More threat actors are pushing weaponized Excel web query (IQY) files to deliver malicious code – as seen in recent campaigns by several major malspam distributors.
Researchers at IBM X-Force this week disclosed that both the Necurs Botnet, as well as DarkHydrus and the threat actor behind the Marap downloader, have all been observed utilizing weaponized IQY file attachments to deliver malware.
Microsoft Excel uses a URL embedded into an IQY file attachment to pull data from the internet into a spreadsheet (albeit after a security prompt for the user built into the file). Because IQY files are inconspicuous, it makes them an attractive target for threat actors to insert malicious URLs into them, which are then executed when a victim opens it, researchers said.
“This type of file attachment is relatively unusual and not commonly seen attached to emails, and that is why it can be interesting to an attacker,” Scott O’Neill, security researcher with X-Force, said this week in a post. “Attackers constantly shuffle file types in their spam campaigns in an attempt to create an element of surprise for unsuspecting users.”

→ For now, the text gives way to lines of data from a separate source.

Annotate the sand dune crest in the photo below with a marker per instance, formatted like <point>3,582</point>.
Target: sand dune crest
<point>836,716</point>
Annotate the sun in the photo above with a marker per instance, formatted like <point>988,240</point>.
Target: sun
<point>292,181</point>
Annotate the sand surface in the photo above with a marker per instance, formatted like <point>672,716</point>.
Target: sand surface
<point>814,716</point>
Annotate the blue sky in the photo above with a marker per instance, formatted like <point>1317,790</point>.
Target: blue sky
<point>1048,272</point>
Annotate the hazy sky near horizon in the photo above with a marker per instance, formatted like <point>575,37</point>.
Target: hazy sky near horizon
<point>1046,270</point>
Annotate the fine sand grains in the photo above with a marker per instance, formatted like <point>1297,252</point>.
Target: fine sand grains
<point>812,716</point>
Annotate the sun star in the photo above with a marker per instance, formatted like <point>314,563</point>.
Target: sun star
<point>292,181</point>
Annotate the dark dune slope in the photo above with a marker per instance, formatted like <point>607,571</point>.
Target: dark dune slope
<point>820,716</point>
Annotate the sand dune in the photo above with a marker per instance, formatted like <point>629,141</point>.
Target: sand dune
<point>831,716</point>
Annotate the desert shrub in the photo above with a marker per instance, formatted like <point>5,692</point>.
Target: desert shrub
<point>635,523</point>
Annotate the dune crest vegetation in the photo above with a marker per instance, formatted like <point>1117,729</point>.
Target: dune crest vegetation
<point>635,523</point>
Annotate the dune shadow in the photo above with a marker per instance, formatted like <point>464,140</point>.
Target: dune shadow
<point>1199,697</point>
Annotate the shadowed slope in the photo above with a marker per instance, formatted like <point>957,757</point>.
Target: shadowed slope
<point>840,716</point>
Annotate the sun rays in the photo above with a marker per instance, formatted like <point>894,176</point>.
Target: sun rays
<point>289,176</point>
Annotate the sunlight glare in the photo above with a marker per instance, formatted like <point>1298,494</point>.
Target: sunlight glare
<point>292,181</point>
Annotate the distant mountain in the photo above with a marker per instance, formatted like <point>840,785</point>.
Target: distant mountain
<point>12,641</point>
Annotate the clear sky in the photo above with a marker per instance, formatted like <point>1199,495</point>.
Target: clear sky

The prolific Necurs botnet, which has used IQY attachments in previous campaigns, has been most recently seen using the attachments to deliver the FlawedAmmyy trojan between late May and mid-July 2018. X-Force researchers said they caught over 780,000 spam emails containing the tricky attachments from the Necurs resources in their spam traps.
This shows evidence that this was a mass phishing attempt targeting anyone willing to open the attachments and enable a data connection to allow the embedded URL to do its job, O’Neill told Threatpost.
“After a user clicks on the malicious IQY attachment and enables the data connection, the infection chain begins,” O’Neill told Threatpost. “The user’s device connects to the embedded URL and fetches a PowerShell script which eventually downloads and installs the FlawedAmmyy RAT.”
The emails looked to be of the typical format seen from the Necurs Botnet, O’Neill told us – they contained a single attachment and the body of the emails were empty.
“They also used a commonly seen subject theme ‘unpaid invoice [ID:<random number>]’ that has been used by Necurs and other spam senders,” he said. “Another red flag that should stand out is the fact that these emails are coming from unknown addresses.”
He added, “Users might see IQY attachments from other co-workers since they are commonly seen in networks that utilize SharePoint.”
DarkHydrus is another threat actor that researchers have seen using the malicious attachments. It uses spear-phishing emails that contain Roshal Archive Compressed (RAR) files, which conceal a weaponized IQY file, the X-Force team said. Most recently, in August the group was seen targeting government entities and educational institutions in the Middle East in a credential-harvesting campaign.
Finally, the Marap downloader presented the most recently observed use of malicious IQY attachments in a campaign that started in Aug. 10, O’Neill said. The malware was discovered as part of a new campaign primarily targeting financial institutions.
Looking forward, O’Neill told Threatpost he expects the trend of malicious actors peddling malware through IQY attachments to increase. The best prevention tactic is ensuring employees are educated about IQY files as part of phishing training, as well as developing group policies to block IQY files.
“This tactic is still fairly new, I expect we will see malicious IQY attachments used in other campaigns,” he told us. “Since writing my recent blog post on malicious IQY attachment activity, other researchers found another spam campaign targeting banks with IQY attachments embedded into PDFs. I think we will see this type of activity for some time.”